Study finds how gut microbes can lead to scarring, vessel damage in scleroderma
ANI Aug 25, 2022
A substance produced by gut microbes may cause scarring and blood vessel damage in scleroderma patients, according to a recent study.
The findings of the study were published in the journal iScience. The intestinal microbiome regulates immunity, and its alterations play a role in autoimmune conditions such as scleroderma. However, until now, researchers did not know how alterations in the intestinal microbiome contribute to fibrosis and vascular damage characteristic of scleroderma.

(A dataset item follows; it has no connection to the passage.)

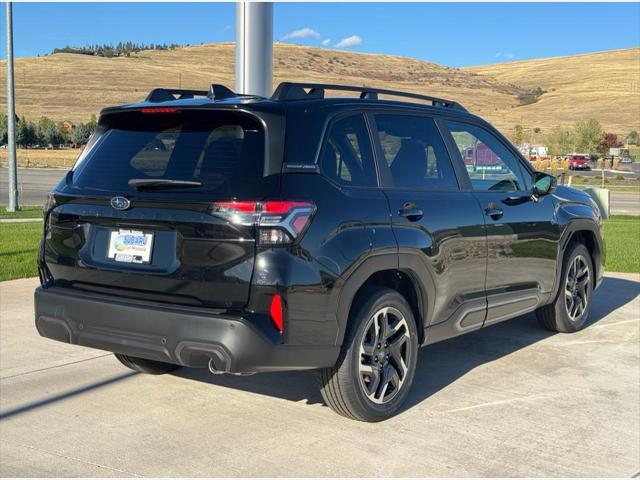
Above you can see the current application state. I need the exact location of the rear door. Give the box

Researchers from Michigan medicine investigated how a compound generated by the gut microbiome called trimethylamine N-oxide, or TMAO, could cause changes to cellular processes in scleroderma that trigger fibrosis, inflammation and vascular injury.
TMAO is formed in the liver after the gut metabolises nutrients such as choline and carnitine, which are abundant in the western diet that is rich in meat.
Results published in iScience reveal that the TMAO can reprogram cells to become scar-forming myofibroblasts, which lead to fibrosis and vascular damage. Moreover, the enzyme responsible for the formation of TMAO, called FMO3, is elevated in patients with scleroderma.
"We have uncovered a novel mechanism linking the Western diet, the gut microbiome and some of the devastating effects of scleroderma," said John Varga, M.D., senior author of the paper and chief of the Division of rheumatology at the University of Michigan health.
"We will next examine whether drugs or food products like virgin olive oil, can be used to block the formation of this compound in the gut to treat fibrosis."